Making websites and communications accessible helps enterprises reach a wider audience and also builds trust, because consumers today care about doing business with ethical companies. Digital forms and other customer communications should also meet accessibility standards. Some accessibility requirements are fairly straightforward — for example, including alt text on all images and transcribing audio files. But incorporating accessibility into the entire digital ecosystem at the enterprise level is complex. Updating things like font size and color, background color contrast, and screen reader accessibility require a sophisticated approach. Relying on outdated systems or manual updates runs the risk of error, costly fines and litigation. Modern solutions allow enterprises greater visibility into and control over digital assets at scale.
Reducing Risk for Highly Regulated Industries
For the most closely regulated industries and the public sector, the risks of failure to comply are costly. Healthcare organizations can face minimum penalties ranging from $100 to $50,000 per HIPAA violation, with a maximum of $1.8M for top tier violations. Failure to meet Service Organization Control (SOC) 1 and 2 requirements relating to data confidentiality can result in total lack of public trust. For businesses operating in the cloud, SOC 2 compliance has become table stakes. Similarly, the international standard for managing information security, ISO/IEC 27001, brings hefty fines for failure to comply. In the U.S., the SEC has leveled huge fines on asset managers who failed to deliver Customer Relationship Summary forms to clients, part of the Reg BI standards that call for brokers to act in their clients’ best interest. For this reason, prioritizing compliance has become a strategic imperative across the healthcare, insurance and banking industries.
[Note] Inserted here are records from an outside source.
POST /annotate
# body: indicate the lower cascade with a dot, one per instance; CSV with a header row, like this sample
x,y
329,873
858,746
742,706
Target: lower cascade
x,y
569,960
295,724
Protecting customer data and reducing errors are also critical to safeguarding a company’s reputation and should be at the core of any enterprise’s risk management and compliance efforts. Failing to show good faith in securing data or making content accessible can reduce an enterprise’s competitive edge and likely lead to revenue loss as well. Moving to the cloud gives organizations the visibility and agility that’s needed to maintain compliance and minimize risk, without driving up costs. Rather than manually searching forms and communications one-by-one to find what needs to be updated, modern-architected solutions compartmentalize the building blocks of communications into component parts. This creates a seamless process for searching entire communications libraries for language fragments that are used across communications and make instant updates across the board. Even things like font size and color can be updated centrally, making it easy to keep up with changing regulatory requirements.
Choose the Right Solution Partner to Enhance Compliance and Regulatory Risk Management Capabilities
Choosing the right cloud solution provider can help enterprises greatly reduce oversight-related risks by simplifying, and in some cases automating, compliance. Choosing a vendor-hosted SaaS solution with an established data security framework and built-in safeguards can help enterprises meet privacy requirements, prevent breaches and automate reporting. A cloud-based solution also provides deep visibility into nuanced vertical requirements and the agility to quickly update language, formatting and other content when regulations change—which they always do.